By Peter Shankman
May 11, 2016
Source Article: https://nypost.com/2016/05/11/stop-drugging-adhd-kids-and-start-teaching-them-to-use-their-gifts/
This year, Americans will spend more than $8 billion on members of the stimulant family, in a desperate attempt to keep squirmy school kids with ADHD glued to their chairs — or sometimes, even their kindergarten rugs.
But what if, in an effort to get kids to behave like 55-year-old men, parents and teachers are actually drugging the creativity out of our next generation of leaders?
As a New York City public-school kid who grew up with obvious, but at the time undiagnosed, attention issues, I attribute my success to the fact that I was always too fast, too off the beaten track, too squirmy.
I wasn’t put on medication to “make me like everyone else,” and I consider myself ridiculously fortunate to have had teachers at LaGuardia High School of Music and Performing Arts who recognized my creativity and encouraged me to run with it, instead of convincing my parents to shove a pill down my throat to calm me down.
Fast-forward to today, and I’m a best-selling author, an entrepreneur who’s started and successfully sold three companies and a corporate keynote speaker to companies around the world on customer service and the consumer economy. I know a little bit about keeping people’s attention.
I’m also diagnosed ADHD for over 15 years, and it’s because of my ADHD, not in spite of it, that I’m as successful as I am today.
When I got into the real world, I discovered that my creativity and unbounded energy didn’t fit into a traditional corporate environment, so I went out on my own as an entrepreneur — and it was the best decision I ever made.

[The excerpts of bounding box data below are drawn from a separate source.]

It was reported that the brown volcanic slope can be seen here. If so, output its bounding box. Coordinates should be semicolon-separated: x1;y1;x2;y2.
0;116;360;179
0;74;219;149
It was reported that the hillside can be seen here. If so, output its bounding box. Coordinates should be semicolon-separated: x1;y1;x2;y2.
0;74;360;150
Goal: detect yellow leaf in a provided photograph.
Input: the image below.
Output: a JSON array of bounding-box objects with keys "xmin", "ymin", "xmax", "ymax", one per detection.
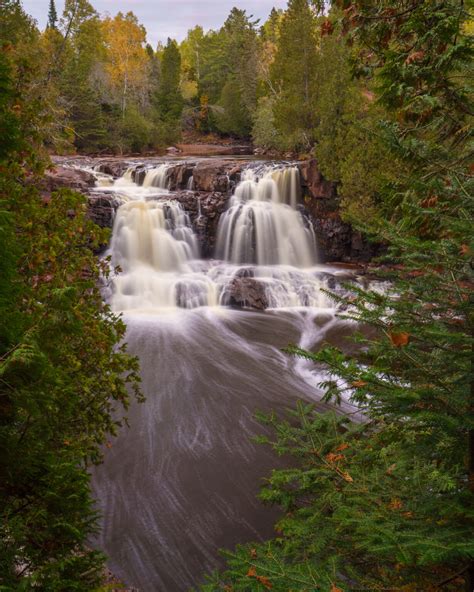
[{"xmin": 389, "ymin": 331, "xmax": 410, "ymax": 347}]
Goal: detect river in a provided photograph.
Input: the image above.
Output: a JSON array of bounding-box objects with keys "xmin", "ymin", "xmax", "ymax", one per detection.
[{"xmin": 89, "ymin": 158, "xmax": 362, "ymax": 592}]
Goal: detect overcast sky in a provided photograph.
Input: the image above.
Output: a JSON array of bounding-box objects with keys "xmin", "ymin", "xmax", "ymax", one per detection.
[{"xmin": 22, "ymin": 0, "xmax": 287, "ymax": 46}]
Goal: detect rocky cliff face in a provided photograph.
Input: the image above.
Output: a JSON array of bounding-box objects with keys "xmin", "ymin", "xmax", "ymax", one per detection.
[{"xmin": 44, "ymin": 158, "xmax": 377, "ymax": 262}]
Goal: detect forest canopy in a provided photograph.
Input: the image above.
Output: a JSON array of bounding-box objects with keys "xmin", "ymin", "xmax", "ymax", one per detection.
[{"xmin": 0, "ymin": 0, "xmax": 474, "ymax": 592}]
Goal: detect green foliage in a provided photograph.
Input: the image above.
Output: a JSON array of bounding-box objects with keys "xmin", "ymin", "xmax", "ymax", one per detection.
[
  {"xmin": 0, "ymin": 35, "xmax": 139, "ymax": 591},
  {"xmin": 48, "ymin": 0, "xmax": 58, "ymax": 29},
  {"xmin": 252, "ymin": 97, "xmax": 284, "ymax": 148},
  {"xmin": 156, "ymin": 39, "xmax": 183, "ymax": 125}
]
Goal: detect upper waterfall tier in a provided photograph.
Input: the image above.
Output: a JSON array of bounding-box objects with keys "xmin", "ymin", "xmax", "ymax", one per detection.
[{"xmin": 216, "ymin": 167, "xmax": 317, "ymax": 268}]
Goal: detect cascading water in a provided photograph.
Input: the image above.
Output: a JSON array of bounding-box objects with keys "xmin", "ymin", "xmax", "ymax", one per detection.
[
  {"xmin": 217, "ymin": 167, "xmax": 316, "ymax": 267},
  {"xmin": 89, "ymin": 158, "xmax": 364, "ymax": 592}
]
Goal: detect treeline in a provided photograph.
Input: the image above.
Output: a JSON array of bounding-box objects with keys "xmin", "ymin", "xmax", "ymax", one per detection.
[
  {"xmin": 0, "ymin": 1, "xmax": 140, "ymax": 592},
  {"xmin": 201, "ymin": 0, "xmax": 474, "ymax": 592},
  {"xmin": 2, "ymin": 0, "xmax": 398, "ymax": 220}
]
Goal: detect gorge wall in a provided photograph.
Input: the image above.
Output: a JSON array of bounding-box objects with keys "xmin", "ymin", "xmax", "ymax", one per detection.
[{"xmin": 43, "ymin": 157, "xmax": 377, "ymax": 263}]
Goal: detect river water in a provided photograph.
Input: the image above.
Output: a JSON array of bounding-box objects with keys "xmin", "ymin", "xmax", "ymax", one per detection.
[{"xmin": 93, "ymin": 164, "xmax": 362, "ymax": 592}]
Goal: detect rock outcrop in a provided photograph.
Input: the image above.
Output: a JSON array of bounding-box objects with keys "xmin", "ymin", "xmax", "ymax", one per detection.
[
  {"xmin": 223, "ymin": 276, "xmax": 268, "ymax": 310},
  {"xmin": 41, "ymin": 166, "xmax": 95, "ymax": 193},
  {"xmin": 47, "ymin": 157, "xmax": 378, "ymax": 262},
  {"xmin": 192, "ymin": 161, "xmax": 241, "ymax": 193},
  {"xmin": 87, "ymin": 193, "xmax": 120, "ymax": 228},
  {"xmin": 299, "ymin": 159, "xmax": 378, "ymax": 262},
  {"xmin": 166, "ymin": 191, "xmax": 228, "ymax": 257}
]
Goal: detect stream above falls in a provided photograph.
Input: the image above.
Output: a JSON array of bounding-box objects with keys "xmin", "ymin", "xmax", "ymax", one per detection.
[{"xmin": 86, "ymin": 162, "xmax": 370, "ymax": 592}]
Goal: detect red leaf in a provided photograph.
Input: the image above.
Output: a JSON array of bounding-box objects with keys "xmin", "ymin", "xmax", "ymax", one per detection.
[{"xmin": 389, "ymin": 331, "xmax": 410, "ymax": 347}]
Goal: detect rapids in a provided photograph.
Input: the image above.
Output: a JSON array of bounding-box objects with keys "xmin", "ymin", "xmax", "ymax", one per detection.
[{"xmin": 93, "ymin": 164, "xmax": 357, "ymax": 592}]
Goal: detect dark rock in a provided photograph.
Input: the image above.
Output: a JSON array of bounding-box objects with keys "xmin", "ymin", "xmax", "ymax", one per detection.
[
  {"xmin": 132, "ymin": 166, "xmax": 147, "ymax": 185},
  {"xmin": 87, "ymin": 193, "xmax": 120, "ymax": 228},
  {"xmin": 164, "ymin": 191, "xmax": 228, "ymax": 257},
  {"xmin": 298, "ymin": 159, "xmax": 379, "ymax": 262},
  {"xmin": 298, "ymin": 159, "xmax": 336, "ymax": 199},
  {"xmin": 193, "ymin": 160, "xmax": 233, "ymax": 193},
  {"xmin": 167, "ymin": 162, "xmax": 195, "ymax": 191},
  {"xmin": 224, "ymin": 277, "xmax": 268, "ymax": 310},
  {"xmin": 95, "ymin": 158, "xmax": 128, "ymax": 179},
  {"xmin": 41, "ymin": 166, "xmax": 95, "ymax": 193}
]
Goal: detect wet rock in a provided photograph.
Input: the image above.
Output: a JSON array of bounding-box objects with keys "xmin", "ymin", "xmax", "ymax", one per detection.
[
  {"xmin": 298, "ymin": 159, "xmax": 336, "ymax": 199},
  {"xmin": 87, "ymin": 193, "xmax": 120, "ymax": 228},
  {"xmin": 193, "ymin": 160, "xmax": 234, "ymax": 193},
  {"xmin": 132, "ymin": 166, "xmax": 146, "ymax": 185},
  {"xmin": 224, "ymin": 277, "xmax": 268, "ymax": 310},
  {"xmin": 165, "ymin": 191, "xmax": 228, "ymax": 257},
  {"xmin": 298, "ymin": 159, "xmax": 380, "ymax": 262},
  {"xmin": 41, "ymin": 166, "xmax": 95, "ymax": 193},
  {"xmin": 167, "ymin": 162, "xmax": 195, "ymax": 191}
]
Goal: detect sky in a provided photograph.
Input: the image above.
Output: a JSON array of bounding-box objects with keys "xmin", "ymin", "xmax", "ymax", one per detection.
[{"xmin": 22, "ymin": 0, "xmax": 287, "ymax": 47}]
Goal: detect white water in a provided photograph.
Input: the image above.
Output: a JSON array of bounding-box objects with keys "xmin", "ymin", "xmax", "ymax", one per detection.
[
  {"xmin": 88, "ymin": 160, "xmax": 362, "ymax": 592},
  {"xmin": 102, "ymin": 164, "xmax": 340, "ymax": 312},
  {"xmin": 217, "ymin": 167, "xmax": 317, "ymax": 268}
]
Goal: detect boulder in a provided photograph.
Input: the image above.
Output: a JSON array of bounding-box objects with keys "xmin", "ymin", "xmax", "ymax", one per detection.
[
  {"xmin": 167, "ymin": 162, "xmax": 195, "ymax": 191},
  {"xmin": 164, "ymin": 191, "xmax": 228, "ymax": 257},
  {"xmin": 95, "ymin": 158, "xmax": 128, "ymax": 179},
  {"xmin": 224, "ymin": 277, "xmax": 268, "ymax": 310},
  {"xmin": 41, "ymin": 166, "xmax": 95, "ymax": 193},
  {"xmin": 193, "ymin": 160, "xmax": 240, "ymax": 193},
  {"xmin": 298, "ymin": 159, "xmax": 379, "ymax": 262},
  {"xmin": 298, "ymin": 158, "xmax": 336, "ymax": 199},
  {"xmin": 87, "ymin": 193, "xmax": 120, "ymax": 228}
]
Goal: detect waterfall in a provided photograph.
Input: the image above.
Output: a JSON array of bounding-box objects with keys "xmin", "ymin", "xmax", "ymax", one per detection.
[
  {"xmin": 143, "ymin": 163, "xmax": 170, "ymax": 189},
  {"xmin": 101, "ymin": 163, "xmax": 348, "ymax": 312},
  {"xmin": 110, "ymin": 200, "xmax": 217, "ymax": 311},
  {"xmin": 91, "ymin": 157, "xmax": 370, "ymax": 592},
  {"xmin": 216, "ymin": 167, "xmax": 316, "ymax": 268}
]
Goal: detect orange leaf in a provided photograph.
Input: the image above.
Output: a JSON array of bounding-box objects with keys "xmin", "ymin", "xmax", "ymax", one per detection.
[
  {"xmin": 341, "ymin": 473, "xmax": 354, "ymax": 483},
  {"xmin": 389, "ymin": 331, "xmax": 410, "ymax": 347},
  {"xmin": 255, "ymin": 576, "xmax": 273, "ymax": 590},
  {"xmin": 326, "ymin": 452, "xmax": 345, "ymax": 463},
  {"xmin": 388, "ymin": 497, "xmax": 403, "ymax": 510},
  {"xmin": 405, "ymin": 50, "xmax": 425, "ymax": 64}
]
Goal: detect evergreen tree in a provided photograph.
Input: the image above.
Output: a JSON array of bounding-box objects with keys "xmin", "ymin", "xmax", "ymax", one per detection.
[
  {"xmin": 271, "ymin": 0, "xmax": 317, "ymax": 148},
  {"xmin": 217, "ymin": 8, "xmax": 258, "ymax": 137},
  {"xmin": 155, "ymin": 39, "xmax": 183, "ymax": 142},
  {"xmin": 47, "ymin": 0, "xmax": 58, "ymax": 29},
  {"xmin": 204, "ymin": 0, "xmax": 474, "ymax": 592},
  {"xmin": 0, "ymin": 19, "xmax": 142, "ymax": 591}
]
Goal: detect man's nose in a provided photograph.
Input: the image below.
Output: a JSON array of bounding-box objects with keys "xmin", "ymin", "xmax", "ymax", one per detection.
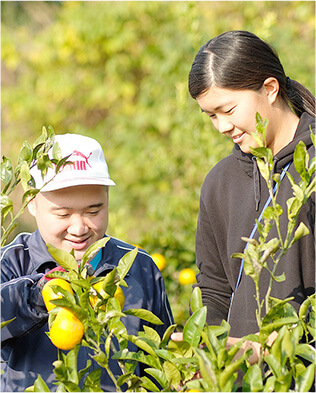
[{"xmin": 68, "ymin": 214, "xmax": 89, "ymax": 236}]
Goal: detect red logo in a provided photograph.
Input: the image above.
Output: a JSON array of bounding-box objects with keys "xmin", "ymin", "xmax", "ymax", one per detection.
[{"xmin": 72, "ymin": 150, "xmax": 92, "ymax": 168}]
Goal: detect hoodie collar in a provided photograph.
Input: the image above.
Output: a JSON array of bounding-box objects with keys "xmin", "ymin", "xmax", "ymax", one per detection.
[{"xmin": 232, "ymin": 112, "xmax": 315, "ymax": 211}]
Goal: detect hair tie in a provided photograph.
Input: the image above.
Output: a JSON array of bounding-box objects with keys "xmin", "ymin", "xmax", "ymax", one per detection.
[{"xmin": 285, "ymin": 76, "xmax": 291, "ymax": 90}]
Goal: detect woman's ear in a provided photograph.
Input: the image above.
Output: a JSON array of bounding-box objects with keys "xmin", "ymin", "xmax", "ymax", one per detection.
[{"xmin": 263, "ymin": 76, "xmax": 280, "ymax": 104}]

According to a recent study, students with ADHD are 2.7 times more likely to have dropped out of school before high school graduation. Yet the No. 1 way to lower dropout rates is to introduce students to something they’re passionate about — whether it’s sports, music or any subject. The answer isn’t “Throw them on meds and hope for the best.”
It’s time to stop looking at ADHD as a negative, and start understanding the positives and incredible benefits of being gifted with a brain that runs a thousand times faster than normal. Teachers need to understand that a student with a faster brain doesn’t automatically equate to “difficult to teach,” but rather, that much more interested and able to learn, if the information is presented in a way that reaches that student.